Seaham’s mum, who has two children born with heart defects, hopes research will help families

A mom hopes research into the role of genes in heart defects will give families the answers they’re looking for.

Mum of three, Fay Murrish of Seaham, County Durham, has two children born with congenital heart defects.

Her six-year-old daughter Chanel was born with a rare condition called hypoplastic left heart syndrome, and had to undergo open heart surgery when she was just a minute old.

While her eldest son Chase, 11, was diagnosed with a leaky heart valve, a condition that was only detected after undergoing tests after Chanel’s surgery.

Now, research at the University of Newcastle will study how certain genes could cause abnormalities in heart blood vessels in babies.

Every day in the UK, around 13 babies are diagnosed with a congenital heart defect, a condition that develops in the womb before a baby is born. Some of these defects can be found in the large blood vessels surrounding the heart and normally require complicated operations to be repaired.

Although abnormalities in genes are often the underlying cause of a congenital heart defect, how these genes interact with tissue types near the heart is not well known.

Fay, 31, said: “It is really important for families like ours, who have already been affected, to move forward in the future.

“We have a baby girl with severe heart disease who was diagnosed before birth and has had four hearts open so far.

“Due to the severity of his condition, we had our boys tested, so we found out when our oldest was five that he had a leaky valve and a heart defect.

Mum Fay Murrish sent a message of hope to children, like her daughter Chanel, who are in confinement

“It was never detected on any scan, it happened until five years old and probably into adulthood if nothing happened without even knowing it.”

Doctors told the family that Chase may never need surgery, or may need it in the future.

Fay, who also has an eight-year-old Cole, said: “It was also a blow because I kept asking them to check in and I had it at the GP and they said everything was fine.

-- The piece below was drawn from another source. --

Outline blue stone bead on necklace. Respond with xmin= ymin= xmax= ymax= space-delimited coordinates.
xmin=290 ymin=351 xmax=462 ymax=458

“I said I really wanted my boys to check up and we also lost four babies during the pregnancy. It made us think they also had a heart defect.”

Mum Fay Murrish sent a message of hope to children, like her daughter Chanel, who are in confinement

Chase often has blue lips when he’s cold or swimming, Fay said, but probably wouldn’t have worried about that under normal circumstances.

She said: “If it hadn’t been for Chanel, we would never have thought about it and we would never have known he would have had an illness.

“I think all of these things, especially the genetic side of whether they’re in your genes, makes families like ours even more curious, doesn’t it.

“Is he connected because of her, were the babies we lost maybe connected.”

“I hope if they find anything it might help these situations in the future.”

Researchers in Newcastle have received £ 110,000 from the British Heart Foundation to study genes found in a tissue called pharyngeal endoderm, which forms near where large blood vessels develop.

Scientists will use special lab tools to examine mouse tissue under a microscope, also extract its cells, and examine changes in the genes expressed in them.

In doing so, they hope to find out which genes are important for the formation and development of large blood vessels, and identify which ones could cause them defects.

The three-year project will be led by Dr Simon Bamforth of the Biosciences Institute at the University of Newcastle.

Dr Bamforth said: ‘Congenital heart disease is the most common cause of birth defects in babies born in the UK. The underlying causes of these defects are poorly understood, so research is needed to improve our understanding of the formation of large blood vessels in the early embryo.

“This study aims to expand our current knowledge of how certain genes and tissues interact to control the development of major blood vessels in the heart, adding new information to this area of ​​biology.

“Understanding how these genes interact could pave the way for future screening for these genes. This could lead to future prevention and treatment of heart defects. “

Dr Noel Faherty, Senior Research Advisor at BHF, added: “This research could provide us with vital answers about how certain genes and tissues interact to cause abnormalities in the large blood vessels of the heart. More research will then be needed before we can see how this translates to humans, but this study could be an important step in our understanding.

“What is worrying is that the ability of the BHF to fund crucial projects like this is threatened. The coronavirus has had a devastating impact on our fundraising. That is why, together with others medical research charities, we call on the government to commit to a life science charity partnership fund.This will ensure that the BHF and other medical research charities can continue to invest in the science that produces breakthroughs that save and improve lives.